Senator Tom Harkin stated the following: “The inspector General’s report is not about law or regulation, but about a policy dispute that should not result in a withdrawal of committed FEMA funds. Should the IG prevail in this dispute, it would be wrong as a matter of policy and would require the University to repay significant already spent funds,” said Senator Tom Harkin (D-IA). “In addition, the Inspector General’s view is not likely to save taxpayers the dollars claimed because FEMA will have to pay 90 percent of the actual costs of repairing the buildings. If the decision to build outside the flood plain is changed and the buildings are repaired instead, such repairs could well cost far more than what is now projected. Spending tens of millions of dollars to repair damaged buildings that may well flood again is neither in the interests of the University nor those of taxpayers.
Senator Harkin continued: “I have spoken to Administrator Fugate about these issues and I will continue to request that he disagree with the Inspector General on the University of Iowa funds.”

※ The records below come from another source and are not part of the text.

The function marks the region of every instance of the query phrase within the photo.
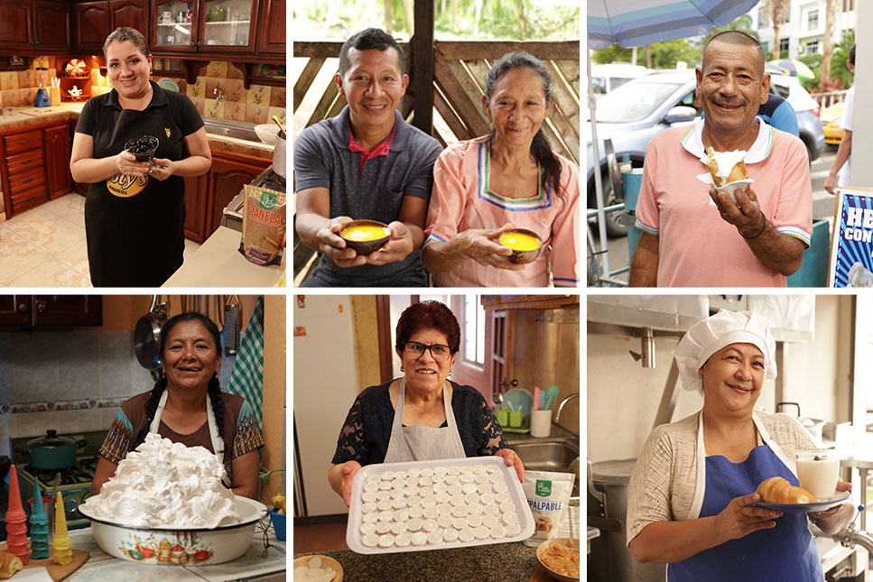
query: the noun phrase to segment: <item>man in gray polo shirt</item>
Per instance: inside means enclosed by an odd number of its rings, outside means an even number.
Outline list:
[[[336,82],[348,105],[294,143],[296,227],[321,254],[303,287],[423,287],[424,219],[439,142],[397,113],[406,91],[403,51],[369,28],[346,41]],[[359,218],[391,228],[380,250],[358,256],[339,232]]]

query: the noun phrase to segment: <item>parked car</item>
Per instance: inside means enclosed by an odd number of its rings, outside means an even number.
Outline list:
[[[819,157],[824,147],[824,133],[819,117],[818,103],[795,77],[786,77],[778,69],[770,73],[771,92],[784,97],[797,115],[800,139],[806,146],[810,162]],[[596,109],[597,134],[599,143],[599,163],[603,177],[604,206],[621,201],[621,193],[614,193],[606,169],[606,154],[602,142],[612,140],[616,156],[620,161],[628,156],[635,168],[643,167],[643,158],[649,140],[668,127],[688,125],[695,122],[702,109],[694,107],[697,80],[693,69],[653,71],[628,81],[598,100]],[[589,121],[590,121],[589,119]],[[594,160],[591,147],[591,124],[586,124],[588,152],[588,208],[597,208],[594,188]],[[607,231],[610,236],[622,236],[627,226],[621,224],[620,213],[607,215]]]
[[[834,103],[830,107],[822,109],[822,125],[824,130],[824,143],[829,145],[840,145],[842,141],[842,128],[840,122],[842,120],[842,109],[845,104],[842,101]]]
[[[595,65],[591,68],[591,84],[594,86],[594,95],[599,99],[627,81],[647,75],[649,72],[651,71],[645,67],[632,65],[629,62]]]

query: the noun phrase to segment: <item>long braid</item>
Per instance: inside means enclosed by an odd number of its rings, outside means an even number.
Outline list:
[[[149,428],[152,425],[152,420],[154,420],[154,413],[158,410],[158,402],[161,401],[161,396],[163,394],[163,391],[167,389],[167,377],[163,376],[160,380],[154,383],[154,388],[152,389],[152,394],[149,396],[148,402],[145,403],[145,424],[140,429],[140,431],[136,434],[136,439],[134,441],[134,445],[131,448],[136,448],[138,446],[145,442],[145,436],[149,433]]]
[[[488,102],[491,101],[491,93],[494,91],[497,80],[504,74],[513,69],[527,68],[540,75],[543,80],[543,92],[545,94],[545,101],[548,103],[552,99],[552,75],[546,69],[543,61],[526,52],[508,52],[497,60],[486,78],[485,97]],[[544,120],[543,120],[544,123]],[[494,143],[494,136],[497,132],[492,130],[488,134],[488,143]],[[552,182],[552,189],[556,196],[566,198],[567,192],[561,189],[561,162],[558,156],[552,150],[548,138],[543,133],[542,127],[534,141],[531,143],[531,155],[543,168],[543,180],[541,181],[543,188]]]
[[[228,442],[224,439],[224,400],[221,398],[221,386],[218,385],[218,374],[213,374],[209,380],[209,387],[207,390],[209,395],[209,402],[212,402],[212,414],[215,415],[215,423],[218,427],[218,437],[224,443],[225,452],[228,451]]]

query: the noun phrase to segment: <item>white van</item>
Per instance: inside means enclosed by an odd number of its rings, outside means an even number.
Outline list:
[[[600,98],[609,91],[615,90],[632,79],[647,75],[651,72],[645,67],[632,65],[629,62],[614,62],[608,65],[594,65],[591,67],[591,84],[594,95]]]

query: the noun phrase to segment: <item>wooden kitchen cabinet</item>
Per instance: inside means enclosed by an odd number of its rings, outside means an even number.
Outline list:
[[[285,0],[264,0],[258,22],[258,53],[285,54]]]
[[[188,176],[185,178],[185,238],[203,243],[207,238],[207,199],[209,194],[209,178]]]
[[[153,52],[255,54],[258,0],[152,0]],[[179,22],[178,15],[184,15]],[[167,22],[172,21],[172,22]]]
[[[0,189],[6,218],[73,188],[67,122],[0,134]]]
[[[101,325],[100,295],[0,295],[0,326]]]
[[[103,52],[109,32],[119,26],[135,28],[148,38],[148,0],[99,0],[77,4],[73,12],[74,46]]]
[[[103,52],[107,36],[119,26],[135,28],[148,39],[148,0],[100,0],[76,5],[73,13],[75,48]]]
[[[109,28],[114,31],[119,26],[135,28],[151,42],[149,34],[148,0],[109,0]],[[102,50],[103,44],[100,44]]]
[[[246,184],[251,183],[269,165],[269,160],[226,152],[212,152],[207,238],[221,226],[225,208]]]
[[[36,51],[70,51],[70,3],[33,0],[33,48]],[[43,54],[41,53],[41,54]]]
[[[70,125],[61,124],[45,129],[45,181],[49,199],[53,200],[73,189],[73,177],[70,173],[70,151],[72,140]]]
[[[269,165],[269,160],[213,151],[209,173],[185,178],[185,237],[209,238],[221,226],[225,207]]]
[[[0,0],[0,50],[19,54],[70,51],[70,14],[62,0]]]
[[[108,30],[108,2],[82,2],[75,5],[73,32],[77,50],[102,51]]]

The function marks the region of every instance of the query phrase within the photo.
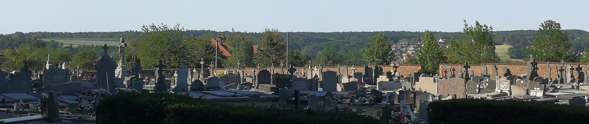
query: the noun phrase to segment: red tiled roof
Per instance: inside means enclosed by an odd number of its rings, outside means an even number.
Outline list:
[[[259,47],[259,46],[260,46],[259,45],[254,45],[254,46],[252,46],[252,47],[254,48],[254,53],[256,53],[256,52],[257,52],[257,48]]]

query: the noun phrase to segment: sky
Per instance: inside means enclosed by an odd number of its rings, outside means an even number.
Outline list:
[[[548,19],[589,31],[589,1],[3,1],[0,33],[187,29],[263,32],[459,32],[466,20],[494,31],[537,29]]]

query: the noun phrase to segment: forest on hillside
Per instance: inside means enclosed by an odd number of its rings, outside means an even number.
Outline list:
[[[584,48],[588,47],[589,43],[589,32],[583,30],[563,30],[569,33],[569,43],[572,45],[573,51],[584,52]],[[509,31],[495,31],[495,45],[508,45],[513,47],[509,48],[510,57],[514,59],[521,59],[525,56],[522,50],[523,48],[531,45],[534,42],[533,38],[536,36],[537,30],[521,30]],[[464,35],[462,32],[432,32],[436,39],[444,39],[446,41],[452,41],[463,38]],[[210,30],[186,30],[185,35],[194,35],[197,37],[214,38],[219,33],[230,34],[230,31],[214,31]],[[262,32],[239,32],[244,37],[249,37],[253,39],[253,44],[259,43]],[[305,35],[310,37],[322,38],[337,41],[366,43],[370,38],[379,33],[383,33],[389,38],[389,40],[394,43],[407,42],[411,44],[420,42],[423,32],[409,31],[382,31],[382,32],[291,32],[292,33]],[[37,32],[23,33],[17,32],[11,34],[0,34],[0,49],[11,49],[18,46],[25,42],[27,37],[37,38],[92,38],[92,39],[118,39],[125,38],[127,39],[137,38],[140,34],[140,31],[127,31],[121,32]],[[280,32],[279,34],[286,38],[286,32]],[[302,53],[315,58],[317,52],[326,48],[333,49],[335,51],[342,53],[360,53],[360,49],[365,47],[364,45],[346,43],[333,41],[310,38],[296,35],[290,35],[289,48],[291,49],[297,50]],[[361,54],[361,53],[360,53]]]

Representative Dave Loebsack (IA-02) said: “Simply put, it’s inexcusable that students, our community, and Eastern Iowa jobs are caught in the middle of a bureaucratic argument over policy interpretation by people in Washington D.C. It’s unfathomable that almost two years after this project was approved, recovery funds could be taken back which is why I have already secured a commitment on the floor of Congress from the Chairman of Homeland Security Appropriations to work with us to ensure Iowa’s recovery and economy moves forward and that Iowa communities don’t pay the price for a bureaucratic disagreement. Iowans shouldn’t have the rug pulled out from us after the federal government already committed to partnering with us to recover and rebuild from the devastating Floods of 2008.”

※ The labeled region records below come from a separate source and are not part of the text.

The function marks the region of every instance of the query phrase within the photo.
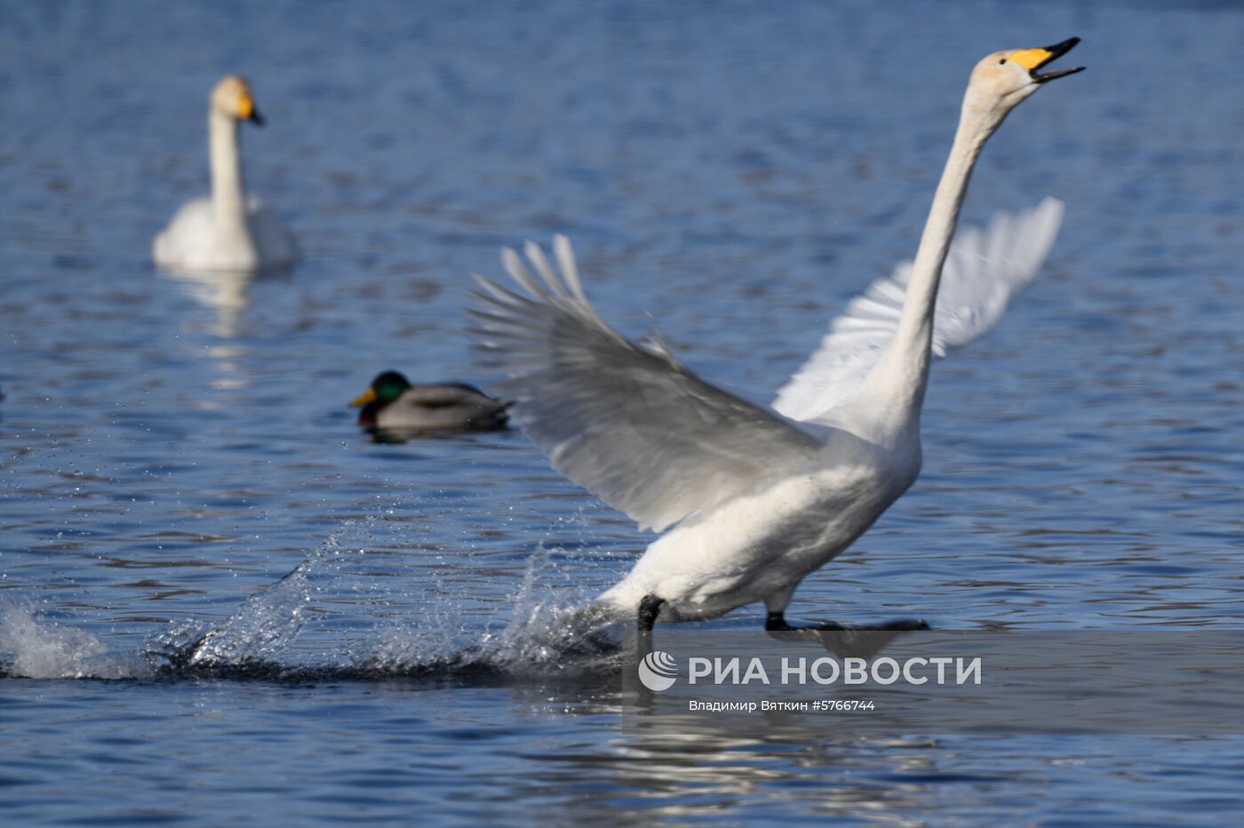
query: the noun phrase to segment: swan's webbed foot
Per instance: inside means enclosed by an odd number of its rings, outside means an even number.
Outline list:
[[[867,627],[847,627],[837,622],[821,622],[806,627],[792,627],[786,623],[782,613],[769,613],[765,618],[765,632],[768,633],[792,633],[799,630],[814,630],[824,633],[911,633],[918,629],[931,629],[928,622],[919,618],[899,618],[884,624],[870,624]]]
[[[792,627],[786,623],[781,613],[769,613],[769,617],[765,618],[765,632],[779,633],[774,638],[784,640],[789,640],[790,638],[815,640],[838,658],[872,658],[903,633],[922,629],[929,629],[929,625],[918,618],[899,618],[884,624],[870,624],[867,627],[847,627],[837,622]],[[781,633],[790,635],[781,635]]]
[[[663,603],[666,603],[664,598],[657,598],[653,594],[647,594],[639,600],[638,624],[641,633],[652,632],[652,625],[657,623],[657,615],[661,614]]]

Representative Tom Latham (IA-04) stated the following: “It’s unfortunate that the Federal government appears to be sending mixed signals, wrapped up in the finest red tape Washington has available. As always, I stand ready to work with local and state leaders and with my colleagues in Congress to make sure all appropriate federal resources are made available to recover fully from natural disasters such as the flooding of 2008.”
Representative Leonard Boswell (IA-03) stated the following: “I am deeply disappointed by this sudden reversal from the Department of Homeland Security. It has been four long years and these buildings need to be replaced as soon as possible as this is hurting the recovery of the University. I urge them to do the right thing and reaffirm FEMA’s original decision.”
Representative Steve King (IA-05) said: “It’s disappointing that four years after flood waters ravaged the University of Iowa, the rules for rebuilding what was damaged may change. The University has already made significant investments in the recovery process in keeping with the guidance they’ve been given by FEMA. Injecting uncertainty into this process this late in the game will only serve to draw this four year effort out even further. I’m committed to working with the University, the state, and my colleagues in the delegation to ensure that the appropriate federal resources make their way to the University as soon as possible.”
Representative Bruce Braley (IA-01) said: “Sadly, this isn’t the first time that confusion over FEMA policies have jeopardized Iowa’s recovery from the 2008 floods. Retroactively penalizing the University of Iowa for internal policy disputes is simply unfair and unacceptable. I’m committed to working with Governor Branstad and Iowa’s Congressional delegation to protect recovery funds that have been committed to Iowa and keep FEMA from reneging on their promises.”